If licensing does not prevent health and safety problems, perhaps states should ramp up inspections instead. And while it is fine to prefer formal training, people can of course learn skills in other ways. At the very least, it seems silly to regulate professional hair-braiding or blow-drying.
Such strict occupational-licensing laws hold aspiring beauty professionals captive to cosmetology schools, which rarely deliver a positive return on investment. This should be no surprise. If the law requires students to complete a cosmetology program, there is no incentive for schools to provide an education valuable enough to deliver significant earnings gains for their graduates. If aspiring beauticians must attend, schools feel little competitive pressure to attract them with a quality education.

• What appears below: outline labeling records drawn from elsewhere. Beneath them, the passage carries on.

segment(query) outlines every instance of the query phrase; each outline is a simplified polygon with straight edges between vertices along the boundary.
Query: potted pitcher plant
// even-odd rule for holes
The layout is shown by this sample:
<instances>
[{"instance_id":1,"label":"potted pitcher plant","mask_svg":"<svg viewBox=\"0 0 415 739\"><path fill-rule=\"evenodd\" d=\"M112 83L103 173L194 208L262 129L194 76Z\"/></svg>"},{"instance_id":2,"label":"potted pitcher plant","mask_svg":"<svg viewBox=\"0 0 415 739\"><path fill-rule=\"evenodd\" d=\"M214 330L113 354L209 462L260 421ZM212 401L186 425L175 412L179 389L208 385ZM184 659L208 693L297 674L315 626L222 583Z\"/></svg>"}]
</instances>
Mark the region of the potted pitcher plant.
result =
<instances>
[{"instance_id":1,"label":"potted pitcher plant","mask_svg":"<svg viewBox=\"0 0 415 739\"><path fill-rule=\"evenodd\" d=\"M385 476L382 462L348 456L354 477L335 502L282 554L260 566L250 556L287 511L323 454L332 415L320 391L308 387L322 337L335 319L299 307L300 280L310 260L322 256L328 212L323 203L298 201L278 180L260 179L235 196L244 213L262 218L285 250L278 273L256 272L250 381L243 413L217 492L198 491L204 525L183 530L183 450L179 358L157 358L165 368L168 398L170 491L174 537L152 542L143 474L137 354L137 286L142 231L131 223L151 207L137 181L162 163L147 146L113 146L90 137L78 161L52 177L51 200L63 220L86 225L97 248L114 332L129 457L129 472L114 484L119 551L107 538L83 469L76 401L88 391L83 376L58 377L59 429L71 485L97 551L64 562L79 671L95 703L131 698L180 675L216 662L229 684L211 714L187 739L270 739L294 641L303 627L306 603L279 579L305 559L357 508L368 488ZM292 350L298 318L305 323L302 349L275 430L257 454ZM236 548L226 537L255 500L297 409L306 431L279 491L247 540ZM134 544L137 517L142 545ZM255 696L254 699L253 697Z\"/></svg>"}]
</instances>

As is the case with too many professions, the current path to work in cosmetology leads to financial hardship. Reducing the cost of schooling is key. State governments should lower the number of training hours required to get licensed. Removing licensing altogether for hair-braiders, blow-dryers, and shampooers would also help. And the federal government should refuse to fund programs that don’t provide their graduates with a return on investment, forcing schools to either lower their costs or improve their graduates’ earnings if they want to keep their federal subsidies.
Educational programs that offer graduates no financial return are one of the biggest drivers of student-loan debt. It is because of licensing and degree requirements for many jobs that students are being funneled into such programs. But there is a better way. States can and should do more to remove the need for many students — especially cosmetology students — to take on debt in the first place.